I was trying to come up with a distance measure $d(X;Y)$ based on correlation $\rho_{XY}\in[-1;1]$ satisfying the following conditions:
- $d(X;Y)\ge0$ $\forall X,Y$
- $d(X;X)=0$
- $d(X;Y)=d(Y;X)$
- $d(X;Z)\le d(X;Y)+d(Y;Z)$
- When $\rho_{XY}\rightarrow0$, $d(X;Y)\rightarrow+\infty$
- $\rho_{XY}=\pm1\Leftrightarrow d(X;Y)=0$
I quickly constructed the function $d(X;Y)=\frac{1}{|\rho_{XY}|}-1$, which, as far as I know, satisfies every criteria above, except for the triangle inequality, which I am struggling to prove.

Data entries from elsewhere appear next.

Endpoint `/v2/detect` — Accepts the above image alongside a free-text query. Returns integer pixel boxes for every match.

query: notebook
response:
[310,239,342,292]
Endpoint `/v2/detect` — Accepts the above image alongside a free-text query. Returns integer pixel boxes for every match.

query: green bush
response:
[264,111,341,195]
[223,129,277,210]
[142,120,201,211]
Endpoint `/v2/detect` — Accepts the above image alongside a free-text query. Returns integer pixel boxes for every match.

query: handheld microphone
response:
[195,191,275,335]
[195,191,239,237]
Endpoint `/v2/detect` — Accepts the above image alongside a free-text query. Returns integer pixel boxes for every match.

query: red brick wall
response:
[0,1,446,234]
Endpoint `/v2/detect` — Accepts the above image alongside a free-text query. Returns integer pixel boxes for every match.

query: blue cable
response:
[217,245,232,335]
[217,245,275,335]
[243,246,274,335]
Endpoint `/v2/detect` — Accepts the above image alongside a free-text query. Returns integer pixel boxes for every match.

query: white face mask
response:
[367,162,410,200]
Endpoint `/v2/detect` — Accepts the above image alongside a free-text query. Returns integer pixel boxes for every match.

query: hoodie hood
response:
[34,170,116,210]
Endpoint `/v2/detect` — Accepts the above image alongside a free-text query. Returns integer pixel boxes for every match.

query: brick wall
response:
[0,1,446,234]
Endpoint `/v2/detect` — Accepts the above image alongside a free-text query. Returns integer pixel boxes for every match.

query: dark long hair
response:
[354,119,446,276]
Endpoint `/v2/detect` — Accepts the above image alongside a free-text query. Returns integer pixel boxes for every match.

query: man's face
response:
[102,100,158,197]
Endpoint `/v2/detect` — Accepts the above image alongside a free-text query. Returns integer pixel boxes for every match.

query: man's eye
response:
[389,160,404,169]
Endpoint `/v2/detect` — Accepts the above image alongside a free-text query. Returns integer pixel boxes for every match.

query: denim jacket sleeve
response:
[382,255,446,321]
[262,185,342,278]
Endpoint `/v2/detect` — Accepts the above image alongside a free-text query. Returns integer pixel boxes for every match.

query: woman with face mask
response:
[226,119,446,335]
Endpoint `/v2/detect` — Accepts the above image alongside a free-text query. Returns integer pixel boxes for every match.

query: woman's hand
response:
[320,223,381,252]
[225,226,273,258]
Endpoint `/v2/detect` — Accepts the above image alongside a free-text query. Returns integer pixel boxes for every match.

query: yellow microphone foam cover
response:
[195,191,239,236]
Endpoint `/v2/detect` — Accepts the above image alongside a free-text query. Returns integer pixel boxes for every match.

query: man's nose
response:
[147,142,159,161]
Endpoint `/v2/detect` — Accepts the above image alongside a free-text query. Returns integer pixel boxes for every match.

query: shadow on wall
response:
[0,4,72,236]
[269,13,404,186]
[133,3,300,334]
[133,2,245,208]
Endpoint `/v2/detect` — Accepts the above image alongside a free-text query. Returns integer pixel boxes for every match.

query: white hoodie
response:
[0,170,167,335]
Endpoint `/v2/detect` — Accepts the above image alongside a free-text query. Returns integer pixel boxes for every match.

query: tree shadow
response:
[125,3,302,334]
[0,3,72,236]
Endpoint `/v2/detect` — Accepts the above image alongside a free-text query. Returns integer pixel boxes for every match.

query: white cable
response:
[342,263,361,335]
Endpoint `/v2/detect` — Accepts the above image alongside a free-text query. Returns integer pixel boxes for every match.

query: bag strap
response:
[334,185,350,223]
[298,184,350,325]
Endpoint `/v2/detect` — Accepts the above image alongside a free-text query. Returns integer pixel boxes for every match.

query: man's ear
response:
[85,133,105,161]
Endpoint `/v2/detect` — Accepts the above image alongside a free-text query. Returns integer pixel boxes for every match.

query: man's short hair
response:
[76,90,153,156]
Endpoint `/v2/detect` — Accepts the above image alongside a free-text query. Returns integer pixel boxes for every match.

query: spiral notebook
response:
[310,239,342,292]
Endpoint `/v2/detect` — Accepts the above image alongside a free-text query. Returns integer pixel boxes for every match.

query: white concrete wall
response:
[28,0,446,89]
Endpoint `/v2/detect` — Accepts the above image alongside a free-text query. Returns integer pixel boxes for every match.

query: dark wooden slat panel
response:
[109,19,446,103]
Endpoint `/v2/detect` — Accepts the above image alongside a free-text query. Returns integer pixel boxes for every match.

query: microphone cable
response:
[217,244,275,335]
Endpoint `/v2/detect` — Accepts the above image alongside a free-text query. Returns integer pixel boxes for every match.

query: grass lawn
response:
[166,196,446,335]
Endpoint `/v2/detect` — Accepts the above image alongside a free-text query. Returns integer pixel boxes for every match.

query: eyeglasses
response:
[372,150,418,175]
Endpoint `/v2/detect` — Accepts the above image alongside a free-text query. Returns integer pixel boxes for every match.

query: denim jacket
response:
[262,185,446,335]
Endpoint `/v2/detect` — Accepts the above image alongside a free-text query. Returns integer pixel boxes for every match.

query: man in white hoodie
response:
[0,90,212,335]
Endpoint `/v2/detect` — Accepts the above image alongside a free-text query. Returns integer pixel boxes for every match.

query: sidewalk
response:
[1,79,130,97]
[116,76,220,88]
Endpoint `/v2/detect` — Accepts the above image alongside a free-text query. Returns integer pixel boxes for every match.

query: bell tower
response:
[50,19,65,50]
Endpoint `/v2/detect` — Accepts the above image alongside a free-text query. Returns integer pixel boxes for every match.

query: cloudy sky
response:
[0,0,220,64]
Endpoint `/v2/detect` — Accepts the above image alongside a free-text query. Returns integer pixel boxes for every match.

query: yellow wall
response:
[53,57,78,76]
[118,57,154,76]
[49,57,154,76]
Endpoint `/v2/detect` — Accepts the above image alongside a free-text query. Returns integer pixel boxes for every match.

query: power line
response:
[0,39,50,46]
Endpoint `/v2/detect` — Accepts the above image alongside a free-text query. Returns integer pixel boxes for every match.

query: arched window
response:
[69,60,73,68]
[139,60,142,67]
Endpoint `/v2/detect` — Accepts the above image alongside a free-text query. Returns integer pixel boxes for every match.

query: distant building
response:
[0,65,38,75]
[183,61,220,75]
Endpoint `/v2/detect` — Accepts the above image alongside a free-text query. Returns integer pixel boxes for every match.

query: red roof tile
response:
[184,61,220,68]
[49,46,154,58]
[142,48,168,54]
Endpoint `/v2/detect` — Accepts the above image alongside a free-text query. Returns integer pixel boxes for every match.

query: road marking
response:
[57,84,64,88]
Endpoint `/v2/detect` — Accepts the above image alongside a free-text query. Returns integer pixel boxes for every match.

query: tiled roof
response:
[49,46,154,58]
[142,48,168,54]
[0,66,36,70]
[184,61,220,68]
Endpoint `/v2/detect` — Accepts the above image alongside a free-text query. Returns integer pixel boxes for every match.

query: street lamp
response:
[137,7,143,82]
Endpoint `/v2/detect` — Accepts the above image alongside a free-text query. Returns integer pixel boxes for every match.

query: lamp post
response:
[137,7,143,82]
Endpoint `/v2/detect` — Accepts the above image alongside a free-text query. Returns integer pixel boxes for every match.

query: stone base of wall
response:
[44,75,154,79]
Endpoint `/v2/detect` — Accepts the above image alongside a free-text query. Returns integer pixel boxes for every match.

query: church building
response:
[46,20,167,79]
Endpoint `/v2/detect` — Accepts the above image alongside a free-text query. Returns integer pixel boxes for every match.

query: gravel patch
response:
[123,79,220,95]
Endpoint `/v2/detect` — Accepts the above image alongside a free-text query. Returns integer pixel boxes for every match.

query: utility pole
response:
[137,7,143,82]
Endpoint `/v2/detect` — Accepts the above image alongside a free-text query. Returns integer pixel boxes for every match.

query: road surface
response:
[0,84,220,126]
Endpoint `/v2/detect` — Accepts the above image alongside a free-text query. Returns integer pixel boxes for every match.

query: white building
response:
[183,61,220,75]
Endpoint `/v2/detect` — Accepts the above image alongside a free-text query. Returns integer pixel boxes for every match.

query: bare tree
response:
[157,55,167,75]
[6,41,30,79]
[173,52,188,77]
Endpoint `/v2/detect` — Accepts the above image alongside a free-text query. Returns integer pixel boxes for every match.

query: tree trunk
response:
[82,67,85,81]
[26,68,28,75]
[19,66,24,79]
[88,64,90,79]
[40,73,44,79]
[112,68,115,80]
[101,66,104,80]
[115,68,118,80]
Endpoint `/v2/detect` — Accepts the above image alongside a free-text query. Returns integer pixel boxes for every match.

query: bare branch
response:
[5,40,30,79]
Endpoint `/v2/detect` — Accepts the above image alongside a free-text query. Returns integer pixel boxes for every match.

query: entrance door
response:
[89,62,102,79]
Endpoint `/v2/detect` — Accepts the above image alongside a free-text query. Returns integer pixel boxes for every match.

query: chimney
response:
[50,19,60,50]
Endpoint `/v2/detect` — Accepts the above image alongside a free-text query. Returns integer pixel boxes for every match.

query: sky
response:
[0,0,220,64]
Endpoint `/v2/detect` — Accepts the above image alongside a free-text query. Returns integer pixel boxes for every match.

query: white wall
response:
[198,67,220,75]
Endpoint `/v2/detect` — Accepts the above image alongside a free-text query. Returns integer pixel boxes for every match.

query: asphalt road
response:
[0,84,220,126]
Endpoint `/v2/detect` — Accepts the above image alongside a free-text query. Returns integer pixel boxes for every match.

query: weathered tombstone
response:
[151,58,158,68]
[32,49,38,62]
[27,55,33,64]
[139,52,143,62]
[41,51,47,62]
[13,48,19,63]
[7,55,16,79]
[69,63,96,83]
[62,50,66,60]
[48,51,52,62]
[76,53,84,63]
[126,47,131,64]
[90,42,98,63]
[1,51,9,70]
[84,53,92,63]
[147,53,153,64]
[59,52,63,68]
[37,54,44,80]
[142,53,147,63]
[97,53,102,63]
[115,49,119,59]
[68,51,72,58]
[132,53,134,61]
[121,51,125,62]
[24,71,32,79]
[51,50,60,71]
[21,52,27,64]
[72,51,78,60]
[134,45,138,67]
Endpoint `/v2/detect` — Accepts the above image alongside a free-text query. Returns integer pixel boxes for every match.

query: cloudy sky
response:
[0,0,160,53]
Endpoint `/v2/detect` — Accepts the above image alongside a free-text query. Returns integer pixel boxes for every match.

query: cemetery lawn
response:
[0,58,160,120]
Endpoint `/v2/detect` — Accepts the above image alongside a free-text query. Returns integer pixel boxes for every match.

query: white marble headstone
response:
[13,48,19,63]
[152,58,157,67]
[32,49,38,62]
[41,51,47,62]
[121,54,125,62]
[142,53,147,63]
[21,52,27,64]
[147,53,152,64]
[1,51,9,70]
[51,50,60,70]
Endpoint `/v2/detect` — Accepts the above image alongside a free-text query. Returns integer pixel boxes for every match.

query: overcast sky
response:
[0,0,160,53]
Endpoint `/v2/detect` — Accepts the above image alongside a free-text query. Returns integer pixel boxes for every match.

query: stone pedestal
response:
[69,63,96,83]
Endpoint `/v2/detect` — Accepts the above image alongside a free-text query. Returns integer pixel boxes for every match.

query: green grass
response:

Could anyone point out a way to prove the triangle inequality for this function or a way to show that it does not hold always and my idea isn’t appropriate?
My question essentially is $$\frac{1}{|\rho_{XZ}|}+1 \overset{?}{\le} \frac{1}{|\rho_{XY}|} + \frac{1}{|\rho_{YZ}|}$$
That's not true: it's possible that $\rho_{XZ} = 0$ while $\rho_{XY} \neq 0$ and $\rho_{YZ} \neq 0$. For example, if $X$ and $Z$ are independent normally distributed variables, and $Y = X + Z$, then left part is infinite, and right part is finite.
The standard way to define distance between random variables is $d(X, Y) = |\sigma_{X - Y}|$ - generated by using covariance as inner product. This, however, doesn't satisfy your properties 5 and 6.
Your properties 4 and 5 can't be satisfied simultaneously, as we can find variables $X$, $Y$ and $Z$ s.t. $\rho_{XY} = \rho_{YZ} = \frac{1}{3}$, but $\rho_{XZ}$ can be arbitrarily close to $0$.